The technical implementation of this vulnerability involves the library's text extraction algorithm failing to properly detect and terminate recursive references within form XObjects during processing. When a PDF contains a form XObject that references itself either directly or through indirect chains, the parsing logic continues to traverse these references without proper termination conditions, leading to exponential memory growth. This type of vulnerability is categorized under CWE-400 as "Uncontrolled Resource Consumption" and demonstrates characteristics similar to infinite recursion patterns found in various parsing libraries. The operational impact extends beyond simple memory exhaustion, as applications using vulnerable versions may experience complete system instability or crash due to resource constraints. Attackers can exploit this by crafting PDF files with carefully constructed self-referential form XObjects that force the library into memory-hungry processing states during routine text extraction operations.
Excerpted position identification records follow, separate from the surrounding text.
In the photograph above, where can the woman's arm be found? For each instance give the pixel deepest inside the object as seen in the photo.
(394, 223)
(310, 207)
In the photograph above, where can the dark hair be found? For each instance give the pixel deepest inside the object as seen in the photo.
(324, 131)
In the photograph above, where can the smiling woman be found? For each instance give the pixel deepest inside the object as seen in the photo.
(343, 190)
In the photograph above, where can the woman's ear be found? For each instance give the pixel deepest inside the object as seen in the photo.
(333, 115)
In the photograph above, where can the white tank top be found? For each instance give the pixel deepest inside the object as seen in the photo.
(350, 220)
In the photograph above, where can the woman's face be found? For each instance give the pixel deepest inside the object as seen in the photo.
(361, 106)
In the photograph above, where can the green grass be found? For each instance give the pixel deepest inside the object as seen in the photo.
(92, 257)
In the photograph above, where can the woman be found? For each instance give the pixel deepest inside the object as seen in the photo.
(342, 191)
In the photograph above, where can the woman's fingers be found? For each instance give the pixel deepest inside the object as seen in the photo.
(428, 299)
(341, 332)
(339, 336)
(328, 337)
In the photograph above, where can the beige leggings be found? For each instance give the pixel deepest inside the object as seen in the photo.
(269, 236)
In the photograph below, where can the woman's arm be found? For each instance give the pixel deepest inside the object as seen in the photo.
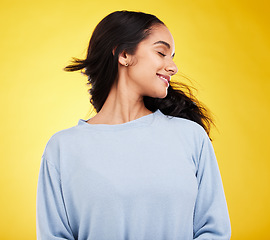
(211, 217)
(52, 220)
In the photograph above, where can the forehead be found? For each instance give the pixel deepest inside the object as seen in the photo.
(160, 33)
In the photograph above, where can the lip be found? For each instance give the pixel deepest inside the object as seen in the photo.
(168, 78)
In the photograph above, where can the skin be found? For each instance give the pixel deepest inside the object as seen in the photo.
(125, 100)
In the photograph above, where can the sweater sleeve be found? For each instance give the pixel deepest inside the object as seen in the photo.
(52, 220)
(211, 217)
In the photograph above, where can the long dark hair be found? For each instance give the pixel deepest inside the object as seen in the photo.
(123, 31)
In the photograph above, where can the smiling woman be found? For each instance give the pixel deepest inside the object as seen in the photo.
(131, 171)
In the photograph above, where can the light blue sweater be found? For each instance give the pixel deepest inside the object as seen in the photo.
(153, 178)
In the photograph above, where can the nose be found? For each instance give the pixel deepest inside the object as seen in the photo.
(171, 67)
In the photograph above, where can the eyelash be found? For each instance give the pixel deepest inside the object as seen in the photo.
(160, 53)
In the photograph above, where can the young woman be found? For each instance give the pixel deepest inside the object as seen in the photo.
(143, 168)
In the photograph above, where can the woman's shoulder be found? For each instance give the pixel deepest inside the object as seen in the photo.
(184, 125)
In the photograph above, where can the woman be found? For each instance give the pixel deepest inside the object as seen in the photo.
(131, 171)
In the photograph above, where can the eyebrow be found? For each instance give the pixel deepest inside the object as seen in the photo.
(166, 44)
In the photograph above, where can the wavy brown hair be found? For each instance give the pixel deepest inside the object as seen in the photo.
(123, 31)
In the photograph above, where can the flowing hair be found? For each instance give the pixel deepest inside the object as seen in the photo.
(123, 31)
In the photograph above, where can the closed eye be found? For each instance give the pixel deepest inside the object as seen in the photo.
(162, 54)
The security implications of this vulnerability are particularly concerning for web applications and services that process untrusted PDF uploads, as it provides an avenue for resource exhaustion attacks that can disrupt service availability. Systems utilizing pypdf for document processing, content analysis, or automated PDF handling become vulnerable to denial of service conditions where a single malicious PDF can cause memory allocation failures across multiple processes or threads. Organizations relying on this library for legitimate PDF processing tasks must consider the risk of cascading failures when processing documents from untrusted sources. The fix implemented in version 6.12.2 addresses this by introducing proper recursion detection and memory limiting mechanisms within the text extraction process, preventing the traversal of self-referential form XObjects beyond reasonable limits. This mitigation approach aligns with ATT&CK technique T1499.004 for "Resource Exhaustion" and demonstrates the importance of input validation and resource management in parsing libraries. The vulnerability highlights the critical need for robust memory management in document processing libraries, particularly those handling complex binary formats like PDF where recursive structures are common.